When we do `plt.xxx()`, matplotlib plot it onto a predefined axe in a predifined fig.

However, we can have control over the figure and the axes.

### 6.1 Multiple plots

```python
fig = plt.figure()  # an empty figure with no Axes
fig, ax = plt.subplots()  # a figure with a single Axes
fig, axs = plt.subplots(2, 2)  # a figure with a 2x2 grid of Axes
```

Everytime `plt.figure()` or `plt.subplots()` is run, the system memorize the current figure and current axe.

Every subsequence plotting action will be plotted on that axe (unless you specified the axe).

Behind the scene, ```plt.plot([1, 4, 9, 16])``` will look up the current axe, then run ```ax.plot([1, 4, 9, 16])```

Indeed, we can draw directly on a particular axe.

```python
fig, axs = plt.subplots(2, 2)
axs[1][0].plot([1, 4, 9, 16])

```

**Demonstration**

In [None]:
fig, axs = plt.subplots(2, 2)
axs[1][0].plot([1, 4, 9, 16])

### 6.2 Styling your plot

1. Add a title to your figure
    - `fig.suptitle('')`
2. Add a title to your axe
    - `ax.set_title('')`
3. Set x label:
    - `ax.set_xlabel('')`
4. Set y label:
    - `ax.set_ylabel('')`
5. Add legend:
    - `ax.legend()`
6. Add text:
    - `ax.text()`
7. Set some predefined style (This is a global setting):
    - `plt.style.use('seaborn-darkgrid')`
    - `plt.style.use('ggplot')`

8. And more:
    - `ax.set_xticks([])`
    - `ax.set_xticklabels([])`
    - `ax.set_yticks([])`
    - `ax.set_yticklabels([])`

In [None]:
# Show
fig, axs = plt.subplots(2, 2)
axs[1][0].plot([1, 4, 9, 16], [2,6,9,10], [1,5,15,27])
axs[0][1].set_title('Hello')
axs[1][0].legend(['M','F'])

### 6.3 Divide into multiple series

We can draw mulitple plots onto the same axe.

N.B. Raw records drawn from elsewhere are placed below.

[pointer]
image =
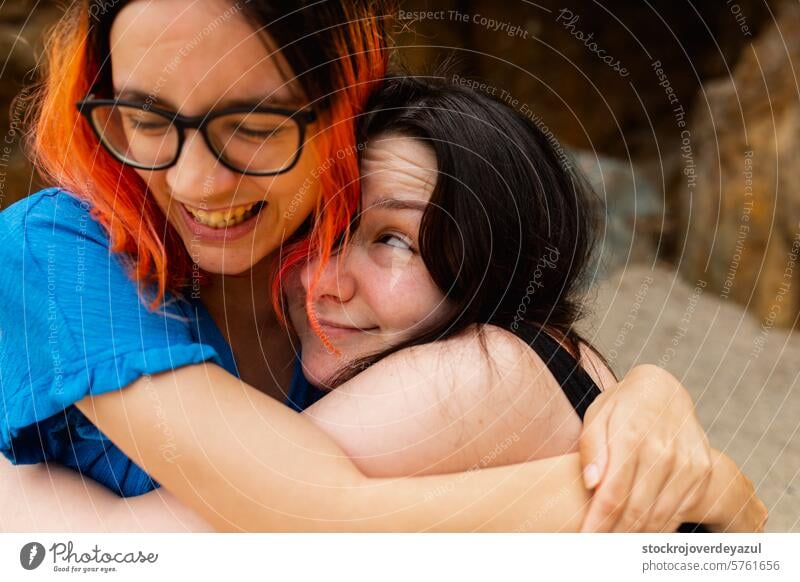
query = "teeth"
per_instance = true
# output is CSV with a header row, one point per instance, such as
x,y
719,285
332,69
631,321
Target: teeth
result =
x,y
231,217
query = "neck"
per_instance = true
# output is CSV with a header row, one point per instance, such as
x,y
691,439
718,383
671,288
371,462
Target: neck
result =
x,y
245,296
241,306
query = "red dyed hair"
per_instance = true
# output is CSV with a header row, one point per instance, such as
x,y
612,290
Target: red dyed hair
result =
x,y
67,153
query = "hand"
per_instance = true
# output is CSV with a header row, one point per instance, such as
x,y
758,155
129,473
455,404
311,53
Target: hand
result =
x,y
645,453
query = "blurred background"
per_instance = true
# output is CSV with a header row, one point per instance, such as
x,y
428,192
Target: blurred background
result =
x,y
686,117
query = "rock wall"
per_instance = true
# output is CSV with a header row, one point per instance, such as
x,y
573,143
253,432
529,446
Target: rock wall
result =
x,y
742,218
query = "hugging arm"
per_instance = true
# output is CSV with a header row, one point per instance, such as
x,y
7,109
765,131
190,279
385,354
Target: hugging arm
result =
x,y
295,478
444,407
246,462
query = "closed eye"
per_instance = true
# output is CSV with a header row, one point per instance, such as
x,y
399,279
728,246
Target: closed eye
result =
x,y
395,240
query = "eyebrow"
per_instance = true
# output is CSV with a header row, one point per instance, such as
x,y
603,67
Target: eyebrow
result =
x,y
398,204
154,99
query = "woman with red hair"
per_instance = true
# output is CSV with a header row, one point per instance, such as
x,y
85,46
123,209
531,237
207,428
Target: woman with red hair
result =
x,y
199,149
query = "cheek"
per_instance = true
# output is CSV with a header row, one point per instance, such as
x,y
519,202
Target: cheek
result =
x,y
404,300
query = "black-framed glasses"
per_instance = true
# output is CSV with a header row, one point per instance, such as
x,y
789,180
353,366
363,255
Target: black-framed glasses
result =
x,y
257,141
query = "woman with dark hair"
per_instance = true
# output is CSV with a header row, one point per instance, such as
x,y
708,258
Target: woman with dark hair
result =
x,y
206,134
462,277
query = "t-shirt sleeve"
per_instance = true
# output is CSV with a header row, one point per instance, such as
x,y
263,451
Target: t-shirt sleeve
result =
x,y
72,324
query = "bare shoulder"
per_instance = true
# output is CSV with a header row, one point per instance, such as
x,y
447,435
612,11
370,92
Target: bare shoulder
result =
x,y
596,367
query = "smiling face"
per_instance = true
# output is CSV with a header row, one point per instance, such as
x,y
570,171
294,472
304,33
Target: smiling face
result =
x,y
377,292
192,58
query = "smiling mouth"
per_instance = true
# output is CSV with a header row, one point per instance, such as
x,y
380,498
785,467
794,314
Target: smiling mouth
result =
x,y
225,218
344,328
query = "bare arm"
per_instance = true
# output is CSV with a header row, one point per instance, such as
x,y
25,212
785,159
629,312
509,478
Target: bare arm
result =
x,y
51,498
246,462
449,406
540,496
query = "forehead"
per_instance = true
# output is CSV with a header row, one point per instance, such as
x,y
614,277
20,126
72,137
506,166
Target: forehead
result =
x,y
397,166
194,54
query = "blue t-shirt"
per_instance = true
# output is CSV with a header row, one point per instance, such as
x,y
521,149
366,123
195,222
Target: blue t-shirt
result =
x,y
71,324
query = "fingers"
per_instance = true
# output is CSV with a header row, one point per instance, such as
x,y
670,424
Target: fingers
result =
x,y
653,473
683,491
611,497
593,447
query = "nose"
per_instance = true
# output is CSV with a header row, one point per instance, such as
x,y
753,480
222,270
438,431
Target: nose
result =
x,y
197,174
336,282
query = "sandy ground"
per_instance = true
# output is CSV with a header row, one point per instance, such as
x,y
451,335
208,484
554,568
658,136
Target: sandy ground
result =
x,y
742,374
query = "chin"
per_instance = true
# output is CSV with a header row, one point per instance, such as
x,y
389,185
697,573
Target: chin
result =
x,y
319,370
219,262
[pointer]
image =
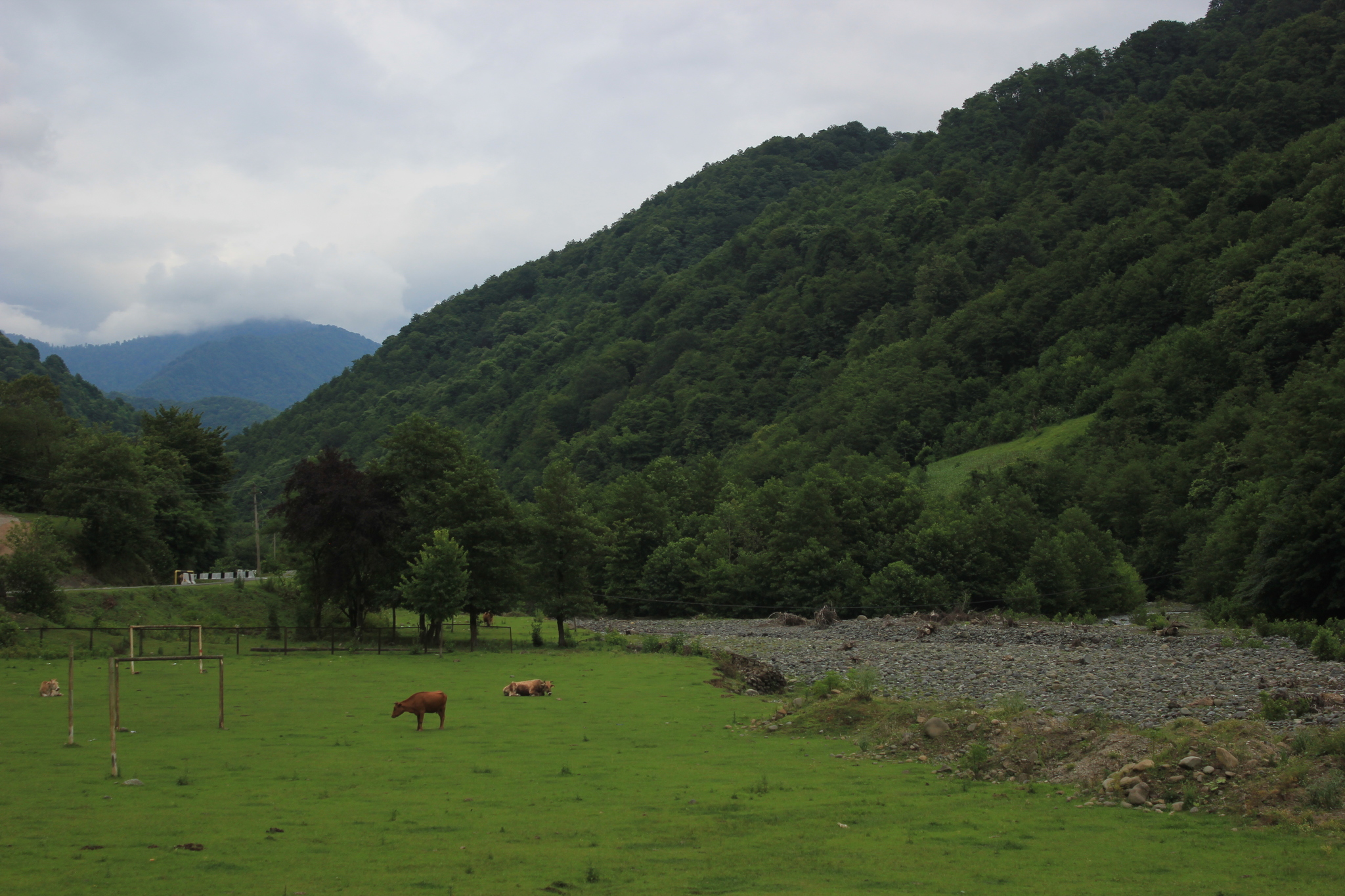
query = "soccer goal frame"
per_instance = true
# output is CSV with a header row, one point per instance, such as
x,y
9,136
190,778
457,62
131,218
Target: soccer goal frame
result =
x,y
201,645
115,694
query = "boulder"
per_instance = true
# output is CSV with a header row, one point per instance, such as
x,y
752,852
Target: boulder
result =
x,y
937,727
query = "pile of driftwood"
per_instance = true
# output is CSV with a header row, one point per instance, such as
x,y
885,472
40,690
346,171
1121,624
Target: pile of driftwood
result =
x,y
752,673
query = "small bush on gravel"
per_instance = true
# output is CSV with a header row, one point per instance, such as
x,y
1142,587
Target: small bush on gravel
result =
x,y
1325,793
826,684
862,681
977,758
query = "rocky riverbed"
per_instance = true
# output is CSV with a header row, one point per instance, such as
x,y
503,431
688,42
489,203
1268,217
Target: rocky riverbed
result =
x,y
1125,671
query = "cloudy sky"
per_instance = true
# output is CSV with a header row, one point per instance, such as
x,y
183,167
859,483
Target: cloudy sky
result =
x,y
169,165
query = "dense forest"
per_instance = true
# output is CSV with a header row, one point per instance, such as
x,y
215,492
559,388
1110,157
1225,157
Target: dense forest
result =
x,y
725,400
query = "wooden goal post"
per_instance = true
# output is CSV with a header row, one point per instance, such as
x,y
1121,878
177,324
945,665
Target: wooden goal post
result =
x,y
115,692
201,645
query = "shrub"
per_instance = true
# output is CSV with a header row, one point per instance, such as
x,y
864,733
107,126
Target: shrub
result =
x,y
826,684
862,681
977,758
1325,793
1279,708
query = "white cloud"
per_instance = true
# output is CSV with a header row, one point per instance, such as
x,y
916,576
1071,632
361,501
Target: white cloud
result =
x,y
355,291
436,142
15,319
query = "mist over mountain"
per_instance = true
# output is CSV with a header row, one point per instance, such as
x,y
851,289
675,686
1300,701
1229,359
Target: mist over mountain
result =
x,y
268,362
234,414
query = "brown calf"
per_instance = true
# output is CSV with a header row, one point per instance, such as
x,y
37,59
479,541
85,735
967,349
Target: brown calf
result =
x,y
531,688
423,703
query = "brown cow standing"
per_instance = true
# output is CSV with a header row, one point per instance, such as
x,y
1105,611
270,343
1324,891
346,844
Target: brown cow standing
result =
x,y
531,688
423,703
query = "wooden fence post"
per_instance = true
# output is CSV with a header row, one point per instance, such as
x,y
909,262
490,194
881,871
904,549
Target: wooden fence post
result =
x,y
70,699
112,712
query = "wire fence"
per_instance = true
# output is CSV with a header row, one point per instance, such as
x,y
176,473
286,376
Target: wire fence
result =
x,y
284,640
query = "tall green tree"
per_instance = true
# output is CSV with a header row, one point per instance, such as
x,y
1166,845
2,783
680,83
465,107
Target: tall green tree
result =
x,y
349,523
33,431
444,485
30,572
436,584
104,482
567,542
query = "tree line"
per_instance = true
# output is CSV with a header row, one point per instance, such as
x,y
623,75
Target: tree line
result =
x,y
129,508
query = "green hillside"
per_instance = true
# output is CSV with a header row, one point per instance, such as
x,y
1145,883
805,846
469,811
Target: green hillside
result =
x,y
946,476
744,368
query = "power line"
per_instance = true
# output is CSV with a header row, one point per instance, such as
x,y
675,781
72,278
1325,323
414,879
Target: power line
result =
x,y
242,486
912,606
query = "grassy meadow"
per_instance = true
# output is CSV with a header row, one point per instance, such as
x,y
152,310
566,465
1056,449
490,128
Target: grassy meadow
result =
x,y
626,781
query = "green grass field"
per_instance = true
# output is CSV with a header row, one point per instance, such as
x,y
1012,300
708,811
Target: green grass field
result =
x,y
625,782
948,473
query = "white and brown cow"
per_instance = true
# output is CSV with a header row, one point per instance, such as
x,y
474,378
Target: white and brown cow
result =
x,y
531,688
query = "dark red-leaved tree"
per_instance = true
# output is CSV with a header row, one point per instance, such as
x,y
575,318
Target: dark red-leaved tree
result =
x,y
347,522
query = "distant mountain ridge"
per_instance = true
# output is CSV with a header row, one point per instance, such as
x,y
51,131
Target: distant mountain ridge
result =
x,y
269,362
234,414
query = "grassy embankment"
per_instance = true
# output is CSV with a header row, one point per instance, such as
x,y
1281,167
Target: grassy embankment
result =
x,y
626,782
947,475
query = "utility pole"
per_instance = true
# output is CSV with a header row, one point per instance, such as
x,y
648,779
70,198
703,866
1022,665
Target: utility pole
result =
x,y
256,530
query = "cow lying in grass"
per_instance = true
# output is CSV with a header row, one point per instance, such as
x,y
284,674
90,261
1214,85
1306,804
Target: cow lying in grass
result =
x,y
423,703
535,688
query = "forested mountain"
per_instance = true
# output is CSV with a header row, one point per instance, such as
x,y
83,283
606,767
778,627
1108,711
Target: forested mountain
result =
x,y
233,414
81,399
749,370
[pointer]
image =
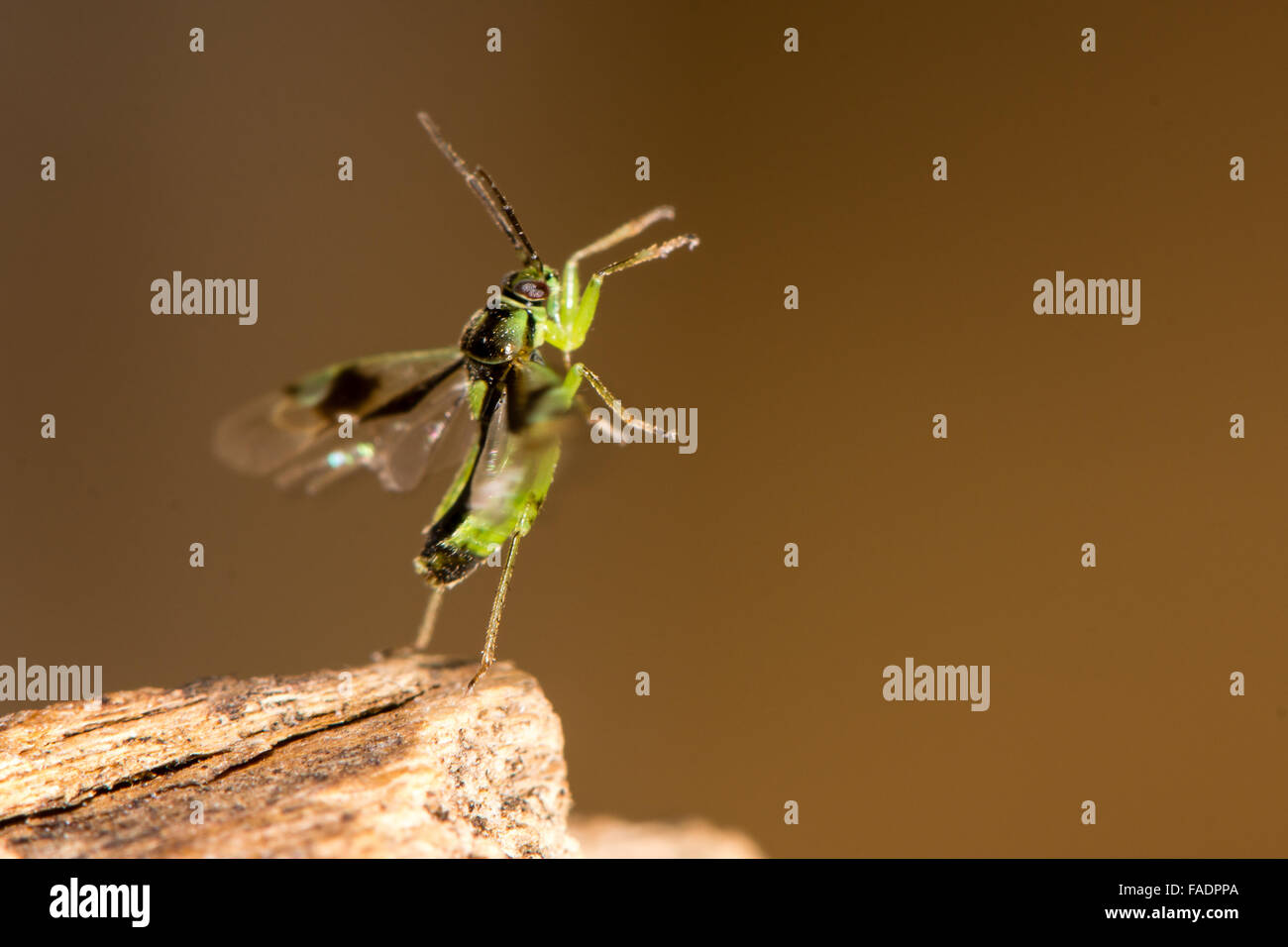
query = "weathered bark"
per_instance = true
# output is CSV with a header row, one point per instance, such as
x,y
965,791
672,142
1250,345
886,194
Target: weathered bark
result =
x,y
386,759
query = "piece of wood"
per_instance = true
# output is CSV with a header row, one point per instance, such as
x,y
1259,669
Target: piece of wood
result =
x,y
389,759
386,759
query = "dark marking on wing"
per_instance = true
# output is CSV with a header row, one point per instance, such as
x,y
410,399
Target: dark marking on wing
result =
x,y
404,402
348,390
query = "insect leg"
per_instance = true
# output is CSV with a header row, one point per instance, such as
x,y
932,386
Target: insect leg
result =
x,y
426,624
567,394
631,228
616,406
584,313
494,621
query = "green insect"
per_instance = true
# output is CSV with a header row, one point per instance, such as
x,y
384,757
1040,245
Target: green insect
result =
x,y
386,412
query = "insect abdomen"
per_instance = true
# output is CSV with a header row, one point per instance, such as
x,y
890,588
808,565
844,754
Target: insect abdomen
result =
x,y
445,562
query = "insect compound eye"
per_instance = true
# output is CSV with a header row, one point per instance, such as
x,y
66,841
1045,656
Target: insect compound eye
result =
x,y
532,289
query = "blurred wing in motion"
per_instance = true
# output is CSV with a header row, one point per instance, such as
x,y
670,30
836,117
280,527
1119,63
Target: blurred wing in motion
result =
x,y
398,405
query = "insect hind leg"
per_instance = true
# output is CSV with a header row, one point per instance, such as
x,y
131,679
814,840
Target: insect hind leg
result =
x,y
426,624
493,625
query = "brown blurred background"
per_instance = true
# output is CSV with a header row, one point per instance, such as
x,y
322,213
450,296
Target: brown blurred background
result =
x,y
810,169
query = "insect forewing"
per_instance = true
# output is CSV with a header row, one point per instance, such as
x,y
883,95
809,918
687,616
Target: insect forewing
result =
x,y
398,406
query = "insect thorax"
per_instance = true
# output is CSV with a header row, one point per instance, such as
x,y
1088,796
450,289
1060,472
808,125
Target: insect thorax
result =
x,y
498,335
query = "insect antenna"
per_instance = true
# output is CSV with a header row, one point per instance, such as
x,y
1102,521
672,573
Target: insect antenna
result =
x,y
482,184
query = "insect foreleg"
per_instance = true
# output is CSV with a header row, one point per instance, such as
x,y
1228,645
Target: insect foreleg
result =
x,y
631,228
572,381
580,316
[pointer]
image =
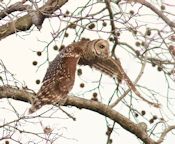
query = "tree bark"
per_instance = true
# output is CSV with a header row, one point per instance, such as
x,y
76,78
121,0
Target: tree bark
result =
x,y
25,96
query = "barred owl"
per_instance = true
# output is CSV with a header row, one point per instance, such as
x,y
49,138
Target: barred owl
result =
x,y
60,75
113,68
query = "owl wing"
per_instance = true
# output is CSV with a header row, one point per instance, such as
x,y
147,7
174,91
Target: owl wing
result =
x,y
52,90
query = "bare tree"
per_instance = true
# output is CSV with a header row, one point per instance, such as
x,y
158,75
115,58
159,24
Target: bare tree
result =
x,y
143,30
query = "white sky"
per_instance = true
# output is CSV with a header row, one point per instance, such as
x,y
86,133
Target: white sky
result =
x,y
17,55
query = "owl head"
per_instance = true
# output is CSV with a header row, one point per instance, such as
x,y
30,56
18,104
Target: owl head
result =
x,y
100,48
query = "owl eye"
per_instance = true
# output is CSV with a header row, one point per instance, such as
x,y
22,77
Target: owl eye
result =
x,y
102,46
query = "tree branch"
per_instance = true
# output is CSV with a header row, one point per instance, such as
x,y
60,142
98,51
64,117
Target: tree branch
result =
x,y
158,12
23,95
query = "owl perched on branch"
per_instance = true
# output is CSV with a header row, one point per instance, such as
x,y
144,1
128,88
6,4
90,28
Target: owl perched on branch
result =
x,y
113,68
60,75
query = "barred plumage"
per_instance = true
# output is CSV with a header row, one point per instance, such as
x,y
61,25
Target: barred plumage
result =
x,y
60,75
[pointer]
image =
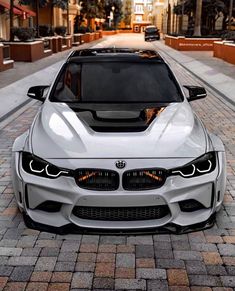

Also some style you may add.



In [None]:
# Show
plt.plot( 'x', 'y_1', data=df, marker='o', markerfacecolor='blue', markersize=12, color='skyblue', linewidth=4)
plt.plot( 'x', 'y_2', data=df, marker='', color='olive', linewidth=2)
plt.plot( 'x', 'y_3', data=df, marker='', color='olive', linewidth=2, linestyle='dashed', label="toto")
plt.legend()

## 7. Fancy graphs

Matplotlib has a lot of support, which allow us to highly customize the chart.

**Examples**

https://matplotlib.org/3.1.0/gallery/lines_bars_and_markers/scatter_hist.html

https://matplotlib.org/3.1.1/gallery/images_contours_and_fields/image_annotated_heatmap.html


However, it will take as a lot of time to acomplish that.  Thus, we will use Seaborn or fancy graphs. (See next lesson!)